Wirtschaft

Alle Jahre wieder Lego gehen zu Weihnachten die Steine aus

Das dänische Familienunternehmen Lego bricht einen Umsatzrekord nach dem anderen. Doch zur Weihnachtszeit ist der inzwischen größte Spielzeughersteller immer wieder überrascht vom eigenen Erfolg - und heizt die Nachfrage noch ein bisschen weiter an.

Lego, der inzwischen größte Spielzeughersteller der Welt, staunt wieder einmal, wie groß die Nachfrage nach seinen Klötzchen ist. Ausgerechnet zu Beginn des Weihnachtsgeschäfts werden die kleinen Plastikbausteine knapp. "Wir werden nicht alle Bestellungen der Kunden bis Ende des Jahres bedienen können", sagte ein Firmensprecher. Welche Produkte und welche Länder von den Engpässen betroffen sind, sagte er nicht.

Dass die Nachfrage im letzten Quartal anzieht, dürfte einen Spielzeughersteller kaum überraschen. Doch diesmal sei die Situation "wirklich außergewöhnlich und übertrifft sowohl unsere Erwartungen als auch die unserer Kunden", sagte der Lego Sprecher weiter. Und: "Obwohl wir tun, was wir können", werde Lego die Nachfrage nicht befriedigen können.

Hype um knappe Ware

Doch ist die Situation 2015 wirklich so außergewöhnlich? Noch außergewöhnlicher, als sie es in den vergangenen Jahren war? Die Meldung aus dem Hause Lego, dass man mit der Produktion nicht nachkomme, scheint jedenfalls zu einer vorweihnachtlichen Tradition geworden zu sein. Im vergangenen Jahr etwa setzte ein regelrechter Hype und das Lego-Minecraft-Set ein, nachdem bei vielen Einzelhändlern die Vorräte ausgegangenen waren.

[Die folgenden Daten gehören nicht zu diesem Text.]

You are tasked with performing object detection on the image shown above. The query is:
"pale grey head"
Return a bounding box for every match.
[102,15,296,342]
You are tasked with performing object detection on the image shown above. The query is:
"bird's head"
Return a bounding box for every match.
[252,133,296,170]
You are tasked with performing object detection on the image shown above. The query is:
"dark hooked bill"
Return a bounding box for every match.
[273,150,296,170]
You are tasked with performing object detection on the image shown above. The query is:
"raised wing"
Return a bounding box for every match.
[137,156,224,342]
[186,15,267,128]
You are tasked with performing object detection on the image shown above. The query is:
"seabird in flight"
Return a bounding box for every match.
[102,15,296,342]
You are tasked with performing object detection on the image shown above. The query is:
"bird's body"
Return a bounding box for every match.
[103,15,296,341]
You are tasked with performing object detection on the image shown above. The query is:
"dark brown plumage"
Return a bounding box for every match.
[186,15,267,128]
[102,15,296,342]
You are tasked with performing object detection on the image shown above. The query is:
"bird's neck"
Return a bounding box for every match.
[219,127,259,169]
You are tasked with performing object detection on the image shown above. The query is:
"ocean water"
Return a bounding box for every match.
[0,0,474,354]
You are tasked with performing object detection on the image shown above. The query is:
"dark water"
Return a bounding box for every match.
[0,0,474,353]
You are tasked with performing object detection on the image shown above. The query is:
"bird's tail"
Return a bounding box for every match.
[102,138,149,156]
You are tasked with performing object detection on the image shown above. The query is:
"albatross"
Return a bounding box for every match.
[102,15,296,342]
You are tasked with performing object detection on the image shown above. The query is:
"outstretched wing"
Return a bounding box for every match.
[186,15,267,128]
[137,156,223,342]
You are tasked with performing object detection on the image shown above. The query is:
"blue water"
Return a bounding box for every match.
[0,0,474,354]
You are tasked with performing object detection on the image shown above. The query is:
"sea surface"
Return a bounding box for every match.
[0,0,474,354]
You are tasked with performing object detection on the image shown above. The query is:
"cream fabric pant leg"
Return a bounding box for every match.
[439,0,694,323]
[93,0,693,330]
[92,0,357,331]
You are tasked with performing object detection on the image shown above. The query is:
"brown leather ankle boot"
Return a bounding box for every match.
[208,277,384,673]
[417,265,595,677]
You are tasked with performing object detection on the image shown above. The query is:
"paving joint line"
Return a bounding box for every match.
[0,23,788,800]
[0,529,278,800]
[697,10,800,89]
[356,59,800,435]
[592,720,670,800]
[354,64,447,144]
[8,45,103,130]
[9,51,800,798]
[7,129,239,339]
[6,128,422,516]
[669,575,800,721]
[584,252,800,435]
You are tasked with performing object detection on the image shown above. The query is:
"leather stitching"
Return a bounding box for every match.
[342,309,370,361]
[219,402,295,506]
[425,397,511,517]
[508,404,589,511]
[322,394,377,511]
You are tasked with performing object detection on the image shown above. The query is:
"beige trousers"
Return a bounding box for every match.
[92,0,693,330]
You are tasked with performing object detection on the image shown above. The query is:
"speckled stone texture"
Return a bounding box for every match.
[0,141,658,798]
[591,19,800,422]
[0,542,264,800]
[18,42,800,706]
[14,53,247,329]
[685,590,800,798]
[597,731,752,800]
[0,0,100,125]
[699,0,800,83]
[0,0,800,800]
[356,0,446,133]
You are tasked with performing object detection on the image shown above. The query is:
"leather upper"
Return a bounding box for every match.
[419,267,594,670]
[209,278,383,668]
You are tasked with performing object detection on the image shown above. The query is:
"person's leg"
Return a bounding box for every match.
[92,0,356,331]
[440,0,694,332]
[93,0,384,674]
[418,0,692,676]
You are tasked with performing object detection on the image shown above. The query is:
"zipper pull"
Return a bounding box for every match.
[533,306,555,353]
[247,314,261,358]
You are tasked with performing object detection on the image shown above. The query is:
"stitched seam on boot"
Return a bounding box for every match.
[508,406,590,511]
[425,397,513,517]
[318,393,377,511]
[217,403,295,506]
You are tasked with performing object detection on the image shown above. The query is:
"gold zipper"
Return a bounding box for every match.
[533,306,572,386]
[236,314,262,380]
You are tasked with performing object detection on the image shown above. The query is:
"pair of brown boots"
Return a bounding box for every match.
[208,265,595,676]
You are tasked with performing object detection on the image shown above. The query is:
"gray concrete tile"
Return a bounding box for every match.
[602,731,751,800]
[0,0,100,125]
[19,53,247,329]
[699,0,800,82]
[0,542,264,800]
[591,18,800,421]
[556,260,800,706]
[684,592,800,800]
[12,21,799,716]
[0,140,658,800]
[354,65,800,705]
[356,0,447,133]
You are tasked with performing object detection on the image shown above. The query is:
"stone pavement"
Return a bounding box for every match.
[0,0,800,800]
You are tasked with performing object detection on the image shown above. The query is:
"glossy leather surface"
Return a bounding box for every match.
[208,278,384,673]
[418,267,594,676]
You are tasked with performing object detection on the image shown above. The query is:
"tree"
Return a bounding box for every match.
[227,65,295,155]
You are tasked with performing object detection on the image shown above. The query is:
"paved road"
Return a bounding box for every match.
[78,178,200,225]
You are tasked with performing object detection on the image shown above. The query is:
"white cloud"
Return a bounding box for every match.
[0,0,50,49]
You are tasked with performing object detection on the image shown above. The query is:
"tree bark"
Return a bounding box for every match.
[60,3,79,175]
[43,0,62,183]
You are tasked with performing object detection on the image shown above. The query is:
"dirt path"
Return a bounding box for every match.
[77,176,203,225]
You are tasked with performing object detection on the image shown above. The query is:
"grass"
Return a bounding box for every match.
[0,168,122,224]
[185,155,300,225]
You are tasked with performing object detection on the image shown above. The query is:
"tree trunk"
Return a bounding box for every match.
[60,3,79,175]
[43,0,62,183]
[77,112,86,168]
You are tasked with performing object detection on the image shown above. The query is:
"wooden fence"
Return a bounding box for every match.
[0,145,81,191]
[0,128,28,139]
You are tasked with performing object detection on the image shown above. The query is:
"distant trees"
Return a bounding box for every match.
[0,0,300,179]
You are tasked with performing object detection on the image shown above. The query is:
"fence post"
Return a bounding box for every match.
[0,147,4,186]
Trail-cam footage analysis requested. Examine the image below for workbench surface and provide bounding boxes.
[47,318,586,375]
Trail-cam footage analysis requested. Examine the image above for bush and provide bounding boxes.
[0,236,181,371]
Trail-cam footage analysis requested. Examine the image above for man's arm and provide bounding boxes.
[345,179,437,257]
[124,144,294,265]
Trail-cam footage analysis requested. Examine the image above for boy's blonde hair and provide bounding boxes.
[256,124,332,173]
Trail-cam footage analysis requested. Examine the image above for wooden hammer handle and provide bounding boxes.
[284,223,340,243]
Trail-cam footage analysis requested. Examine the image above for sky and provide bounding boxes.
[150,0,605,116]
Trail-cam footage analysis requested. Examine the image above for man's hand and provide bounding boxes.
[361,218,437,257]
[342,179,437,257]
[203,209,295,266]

2012 waren es die Produkte der "Lego Friends"-Reihe für Mädchen, die - laut Hersteller - knapp zu werden drohten. Die Meldung dazu verband der damalige Unternehmenssprecher mit einer nicht uneigennützigen Empfehlung an alle Eltern, Großeltern und sonstigen Schenkenden: "Wir geben unser Allerbestes", versicherte der Sprecher, wer aber sicher sein wolle, dass er das Gewünschte bekommt, solle "sehr frühzeitig einkaufen gehen".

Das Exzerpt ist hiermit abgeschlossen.